Shuli Taubes received her Master of Divinity from Harvard Divinity School and her BA in history from Barnard College. She currently serves as a faculty member at SAR High School in Riverdale, New York, where she teaches Tanakh, Jewish Identity, and chairs the Jewish Philosophy department. She has also developed and teaches a curriculum for educating Modern Orthodox high school students in comparative religion. She previously was the Sopher Community Scholar at the Young Israel of North Riverdale where she gave shiurim and served in a pastoral role. She also lectures in synagogues throughout the country.

Sarah Wapner

Ms. Sarah Wapner is a program manager at a private foundation in New York City. She previously served as the impact and recruitment officer at the Yeshiva University Straus Center, and taught humanities at Bnei Akiva Schools of Toronto. Sarah received her undergraduate degree from the University of Toronto, where she majored in political science and Jewish studies. Sarah is an alumna of the Krauthammer Fellowship (2021-2022) as well as fellowships at the Tikvah Fund, the Hertog Foundation, and the American Enterprise Institute. Sarah has served as a faculty member on several of Tikvah’s educational programs, including Tikvah Online Academy, the Truman Scholars Program, the Millstone Scholars Program, and the Tikvah Scholars Program.

Dr. Jonathan Yudelman

Jonathan Yudelman is currently a Thomas W. Smith Postdoctoral Research Associate at the James Madison Program at Princeton University, and in 2021-2022 will be a postdoctoral fellow at the Program on Constitutional Government, Harvard University. His main area of research is ancient and modern political theory and the early modern origins of liberalism. He earned a PhD from Boston College in political science, and holds an MA in philosophy and a BA in Jewish thought, both from the Hebrew University.
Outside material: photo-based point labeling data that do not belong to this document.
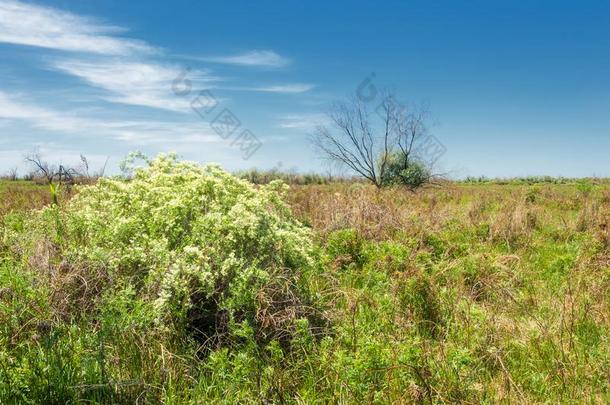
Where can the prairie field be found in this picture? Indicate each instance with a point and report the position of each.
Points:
(459, 293)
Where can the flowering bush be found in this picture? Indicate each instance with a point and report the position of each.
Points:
(202, 247)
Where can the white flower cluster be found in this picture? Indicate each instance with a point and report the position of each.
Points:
(176, 229)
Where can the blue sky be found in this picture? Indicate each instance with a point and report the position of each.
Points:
(514, 88)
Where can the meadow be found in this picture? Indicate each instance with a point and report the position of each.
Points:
(467, 292)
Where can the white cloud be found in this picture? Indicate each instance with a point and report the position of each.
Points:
(286, 88)
(302, 121)
(141, 132)
(252, 58)
(134, 82)
(34, 25)
(290, 88)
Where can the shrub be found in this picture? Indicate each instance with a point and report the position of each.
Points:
(401, 172)
(345, 247)
(206, 250)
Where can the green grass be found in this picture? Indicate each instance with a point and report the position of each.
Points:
(481, 294)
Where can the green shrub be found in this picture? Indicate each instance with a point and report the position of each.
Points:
(202, 248)
(402, 172)
(345, 247)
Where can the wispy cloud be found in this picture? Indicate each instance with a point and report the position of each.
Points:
(142, 132)
(302, 121)
(286, 88)
(133, 82)
(34, 25)
(290, 88)
(265, 58)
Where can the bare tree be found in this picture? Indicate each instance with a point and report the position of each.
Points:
(374, 145)
(42, 168)
(11, 174)
(53, 172)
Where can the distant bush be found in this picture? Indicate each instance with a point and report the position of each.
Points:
(400, 172)
(256, 176)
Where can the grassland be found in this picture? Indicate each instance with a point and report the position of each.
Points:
(464, 293)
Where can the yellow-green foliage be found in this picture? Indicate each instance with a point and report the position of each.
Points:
(467, 293)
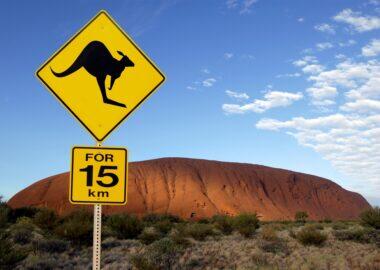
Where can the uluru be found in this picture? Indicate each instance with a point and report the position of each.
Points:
(193, 188)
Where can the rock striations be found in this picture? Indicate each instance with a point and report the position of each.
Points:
(202, 188)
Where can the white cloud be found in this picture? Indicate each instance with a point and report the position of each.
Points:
(313, 68)
(340, 56)
(362, 106)
(244, 6)
(372, 49)
(289, 75)
(349, 138)
(209, 82)
(248, 56)
(237, 95)
(308, 59)
(271, 100)
(346, 73)
(350, 142)
(349, 43)
(358, 22)
(325, 27)
(231, 4)
(247, 4)
(324, 46)
(228, 55)
(321, 93)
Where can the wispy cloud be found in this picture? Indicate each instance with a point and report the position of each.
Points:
(244, 6)
(272, 99)
(372, 49)
(289, 75)
(348, 43)
(205, 71)
(228, 55)
(237, 95)
(359, 22)
(209, 82)
(324, 46)
(325, 28)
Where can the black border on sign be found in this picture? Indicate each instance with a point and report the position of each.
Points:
(99, 202)
(133, 43)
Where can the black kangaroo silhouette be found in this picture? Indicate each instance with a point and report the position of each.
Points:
(98, 61)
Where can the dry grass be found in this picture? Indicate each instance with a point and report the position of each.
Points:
(272, 247)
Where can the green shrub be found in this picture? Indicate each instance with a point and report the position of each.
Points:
(154, 218)
(317, 226)
(326, 220)
(4, 213)
(223, 223)
(9, 256)
(311, 236)
(178, 237)
(141, 262)
(162, 254)
(276, 246)
(77, 228)
(269, 233)
(22, 231)
(371, 217)
(46, 219)
(50, 245)
(339, 226)
(40, 263)
(361, 235)
(149, 235)
(164, 226)
(22, 212)
(246, 224)
(125, 226)
(198, 231)
(301, 216)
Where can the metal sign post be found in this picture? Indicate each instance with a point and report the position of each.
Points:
(76, 75)
(97, 233)
(97, 238)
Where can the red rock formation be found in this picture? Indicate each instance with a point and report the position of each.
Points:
(184, 186)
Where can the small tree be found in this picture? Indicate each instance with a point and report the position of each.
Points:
(46, 219)
(246, 224)
(125, 226)
(4, 213)
(76, 227)
(301, 216)
(371, 217)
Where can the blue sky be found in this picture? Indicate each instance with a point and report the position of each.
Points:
(289, 84)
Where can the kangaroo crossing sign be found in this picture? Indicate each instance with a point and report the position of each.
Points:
(100, 75)
(98, 175)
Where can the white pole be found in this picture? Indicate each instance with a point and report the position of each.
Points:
(97, 234)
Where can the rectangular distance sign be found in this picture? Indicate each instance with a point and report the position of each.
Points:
(98, 175)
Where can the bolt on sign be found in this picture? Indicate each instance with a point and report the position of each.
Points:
(100, 75)
(98, 175)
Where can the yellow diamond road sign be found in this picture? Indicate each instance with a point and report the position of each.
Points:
(100, 75)
(98, 175)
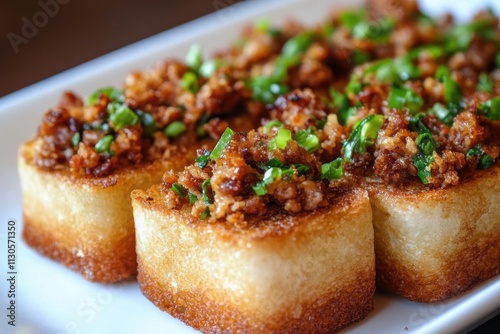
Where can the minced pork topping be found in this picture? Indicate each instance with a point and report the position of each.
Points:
(383, 92)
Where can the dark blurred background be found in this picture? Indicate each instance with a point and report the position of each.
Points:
(40, 38)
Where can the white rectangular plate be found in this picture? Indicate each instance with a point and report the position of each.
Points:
(52, 299)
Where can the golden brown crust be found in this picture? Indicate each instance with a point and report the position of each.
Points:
(431, 245)
(84, 223)
(311, 273)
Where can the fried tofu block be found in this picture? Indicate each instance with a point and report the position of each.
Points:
(84, 223)
(312, 272)
(433, 244)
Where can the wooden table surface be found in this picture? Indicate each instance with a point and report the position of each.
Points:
(75, 31)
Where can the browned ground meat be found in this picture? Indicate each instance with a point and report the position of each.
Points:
(426, 92)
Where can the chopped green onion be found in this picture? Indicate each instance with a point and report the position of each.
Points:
(282, 137)
(460, 37)
(354, 86)
(332, 170)
(113, 94)
(260, 188)
(149, 125)
(205, 214)
(301, 169)
(202, 160)
(491, 109)
(452, 93)
(394, 70)
(192, 198)
(485, 84)
(271, 124)
(485, 160)
(360, 57)
(104, 144)
(350, 19)
(189, 82)
(75, 140)
(435, 51)
(194, 59)
(179, 190)
(426, 146)
(204, 191)
(175, 129)
(446, 114)
(263, 25)
(363, 135)
(307, 139)
(221, 145)
(400, 97)
(328, 29)
(121, 115)
(297, 44)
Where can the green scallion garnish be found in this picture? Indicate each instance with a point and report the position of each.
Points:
(307, 139)
(485, 84)
(175, 129)
(194, 58)
(426, 146)
(121, 116)
(189, 82)
(363, 135)
(281, 139)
He has written on cultural, political, and religious issues in the American Mind, Azure, City Journal, First Things, the Los Angeles Review of Books, and other publications.

Each of our master teachers brings a unique and passionate vision to his or her work. We hope to provide students with faculty who are more than just teachers; students get to meet with teachers in informal settings such as meals and during free-time to learn from the faculty as citizens and role models.